Only problem I registered was the first start of engine on the first upgraded host (that should be step 7 in link above), where I got error on engine (not able to access web admin portal); I see this in server.log 

2017-12-22 00:40:17,674+01 INFO  [org.quartz.core.QuartzScheduler] (ServerService Thread Pool -- 63) Scheduler DefaultQuartzScheduler_$_NON_CLUSTERED started.
2017-12-22 00:40:17,682+01 INFO  [org.jboss.as.clustering.infinispan] (ServerService Thread Pool -- 63) WFLYCLINF0002: Started timeout-base cache from ovirt-engine container
2017-12-22 00:44:28,611+01 ERROR [org.jboss.as.controller.management-operation] (Controller Boot Thread) WFLYCTL0348: Timeout after [300] seconds waiting for service container stability. Operation will roll back. Step that first updated the service container was 'add' at address '[
    ("core-service" => "management"),
    ("management-interface" => "native-interface")
]'

Adding Vaclav, maybe something in Wildfly? Martin, any hint on engine side?

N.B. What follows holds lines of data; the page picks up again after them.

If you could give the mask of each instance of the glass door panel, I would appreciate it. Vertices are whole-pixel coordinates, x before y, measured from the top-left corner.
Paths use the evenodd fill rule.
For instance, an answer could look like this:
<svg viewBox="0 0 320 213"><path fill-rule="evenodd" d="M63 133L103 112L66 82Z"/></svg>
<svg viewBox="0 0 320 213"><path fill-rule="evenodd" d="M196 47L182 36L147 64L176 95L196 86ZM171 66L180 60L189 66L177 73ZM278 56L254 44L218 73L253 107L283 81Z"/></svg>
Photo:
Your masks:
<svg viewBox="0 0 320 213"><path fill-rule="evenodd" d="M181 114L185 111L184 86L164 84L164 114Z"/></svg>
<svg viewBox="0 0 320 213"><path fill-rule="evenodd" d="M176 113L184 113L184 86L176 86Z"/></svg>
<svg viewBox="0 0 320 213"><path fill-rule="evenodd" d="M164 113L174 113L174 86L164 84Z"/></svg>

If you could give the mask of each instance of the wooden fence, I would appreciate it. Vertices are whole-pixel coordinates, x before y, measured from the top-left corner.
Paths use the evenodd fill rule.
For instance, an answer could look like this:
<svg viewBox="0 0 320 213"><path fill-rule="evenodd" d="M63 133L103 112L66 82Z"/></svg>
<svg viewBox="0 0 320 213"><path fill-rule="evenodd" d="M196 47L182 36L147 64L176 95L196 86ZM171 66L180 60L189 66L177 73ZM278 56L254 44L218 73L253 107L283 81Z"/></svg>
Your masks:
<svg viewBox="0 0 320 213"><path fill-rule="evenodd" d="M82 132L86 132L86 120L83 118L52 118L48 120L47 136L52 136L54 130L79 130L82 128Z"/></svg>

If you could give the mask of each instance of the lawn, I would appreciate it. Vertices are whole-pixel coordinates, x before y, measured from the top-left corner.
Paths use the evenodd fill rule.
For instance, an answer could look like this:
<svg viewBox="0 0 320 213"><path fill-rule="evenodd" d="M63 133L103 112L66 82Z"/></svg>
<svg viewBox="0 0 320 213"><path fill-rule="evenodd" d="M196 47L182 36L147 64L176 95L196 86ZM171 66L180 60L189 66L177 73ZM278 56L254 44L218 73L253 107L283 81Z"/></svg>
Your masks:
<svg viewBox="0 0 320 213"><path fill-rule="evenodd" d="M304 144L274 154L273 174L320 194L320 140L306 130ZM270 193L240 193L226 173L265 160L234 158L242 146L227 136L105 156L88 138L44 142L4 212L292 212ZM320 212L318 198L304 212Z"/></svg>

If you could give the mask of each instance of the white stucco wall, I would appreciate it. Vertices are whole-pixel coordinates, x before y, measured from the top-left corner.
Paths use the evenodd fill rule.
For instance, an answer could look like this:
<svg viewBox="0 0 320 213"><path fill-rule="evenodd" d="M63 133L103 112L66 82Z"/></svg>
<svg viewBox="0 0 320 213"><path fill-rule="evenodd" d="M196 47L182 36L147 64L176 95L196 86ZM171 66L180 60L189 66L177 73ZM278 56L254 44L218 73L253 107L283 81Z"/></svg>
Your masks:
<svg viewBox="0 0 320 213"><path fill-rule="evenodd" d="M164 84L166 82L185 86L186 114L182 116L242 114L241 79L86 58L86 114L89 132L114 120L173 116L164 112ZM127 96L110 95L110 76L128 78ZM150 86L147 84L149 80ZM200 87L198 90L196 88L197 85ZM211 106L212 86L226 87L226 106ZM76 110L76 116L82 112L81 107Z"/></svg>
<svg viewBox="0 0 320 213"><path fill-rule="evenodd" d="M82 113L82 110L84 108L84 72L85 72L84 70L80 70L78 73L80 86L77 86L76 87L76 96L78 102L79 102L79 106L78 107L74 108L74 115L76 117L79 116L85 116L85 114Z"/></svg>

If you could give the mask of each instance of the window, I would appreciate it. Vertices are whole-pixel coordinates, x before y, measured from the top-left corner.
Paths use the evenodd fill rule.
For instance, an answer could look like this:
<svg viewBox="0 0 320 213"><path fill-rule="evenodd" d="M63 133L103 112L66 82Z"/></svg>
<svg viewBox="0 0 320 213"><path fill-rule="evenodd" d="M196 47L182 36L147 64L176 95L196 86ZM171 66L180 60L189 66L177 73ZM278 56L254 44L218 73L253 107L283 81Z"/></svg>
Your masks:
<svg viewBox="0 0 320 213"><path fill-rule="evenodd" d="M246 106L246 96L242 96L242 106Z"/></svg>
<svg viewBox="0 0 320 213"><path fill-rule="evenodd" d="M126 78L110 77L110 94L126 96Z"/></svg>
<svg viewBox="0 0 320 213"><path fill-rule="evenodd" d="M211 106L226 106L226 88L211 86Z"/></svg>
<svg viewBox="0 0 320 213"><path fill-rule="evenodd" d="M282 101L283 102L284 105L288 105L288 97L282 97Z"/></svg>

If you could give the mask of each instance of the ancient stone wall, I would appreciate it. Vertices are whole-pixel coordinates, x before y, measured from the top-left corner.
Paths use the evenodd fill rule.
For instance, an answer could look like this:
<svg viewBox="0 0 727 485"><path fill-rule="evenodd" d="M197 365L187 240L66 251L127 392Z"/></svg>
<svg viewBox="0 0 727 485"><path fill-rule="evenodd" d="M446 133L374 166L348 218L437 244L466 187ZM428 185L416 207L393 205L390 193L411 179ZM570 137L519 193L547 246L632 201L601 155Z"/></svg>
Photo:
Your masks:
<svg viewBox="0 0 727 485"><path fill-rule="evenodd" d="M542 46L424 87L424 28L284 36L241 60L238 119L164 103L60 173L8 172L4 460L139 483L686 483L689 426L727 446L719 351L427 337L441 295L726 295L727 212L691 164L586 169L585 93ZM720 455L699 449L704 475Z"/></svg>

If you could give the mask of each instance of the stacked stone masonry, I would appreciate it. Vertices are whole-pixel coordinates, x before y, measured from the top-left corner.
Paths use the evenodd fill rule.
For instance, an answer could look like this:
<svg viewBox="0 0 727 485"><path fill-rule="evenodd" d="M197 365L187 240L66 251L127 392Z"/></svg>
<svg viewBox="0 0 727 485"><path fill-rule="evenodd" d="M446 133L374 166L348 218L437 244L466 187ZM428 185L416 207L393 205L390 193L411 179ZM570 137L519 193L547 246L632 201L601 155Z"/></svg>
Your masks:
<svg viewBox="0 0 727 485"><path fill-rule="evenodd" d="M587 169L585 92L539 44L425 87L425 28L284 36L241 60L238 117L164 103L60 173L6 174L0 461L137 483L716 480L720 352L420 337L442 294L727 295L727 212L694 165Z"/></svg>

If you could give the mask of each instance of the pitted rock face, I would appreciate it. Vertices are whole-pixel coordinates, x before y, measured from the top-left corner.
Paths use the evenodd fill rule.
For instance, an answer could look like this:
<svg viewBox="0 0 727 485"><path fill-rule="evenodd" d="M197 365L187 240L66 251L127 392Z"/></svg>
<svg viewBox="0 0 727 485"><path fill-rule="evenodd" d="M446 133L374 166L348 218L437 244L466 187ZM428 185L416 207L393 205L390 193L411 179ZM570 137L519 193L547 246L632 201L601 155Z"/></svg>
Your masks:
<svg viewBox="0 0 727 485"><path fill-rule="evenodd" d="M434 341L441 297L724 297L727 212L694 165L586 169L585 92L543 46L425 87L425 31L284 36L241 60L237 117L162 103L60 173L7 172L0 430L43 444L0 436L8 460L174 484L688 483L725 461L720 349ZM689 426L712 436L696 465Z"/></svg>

​Yeah, I've already seen such error a few times, it usually happens when access to storage is really slow or the host itself is overloaded and WildFly is not able to startup properly until default 300 seconds interval​ is over.

If this is going to happen often, we will have to raise that timeout for all installations.


Ok, thanks for the confirmation of what I suspected.
Actually this particular environment is based on a single NUC where I have ESXi 6.0U2 and the 3 hosts are actually VMs of this vSphere environment, so that the hosted engine is an L2 VM
And the replica 3 (with arbiter) of the hosts insists at the end on a single physical SSD disk below...
All in all it is already a great success that this kind of infrastructure has been able to update from 4.1 to 4.2... I use it basically as a functional testing and btw on vSphere there is also another CentOS 7 VM running ;-)
 
Thanks,
Gianluca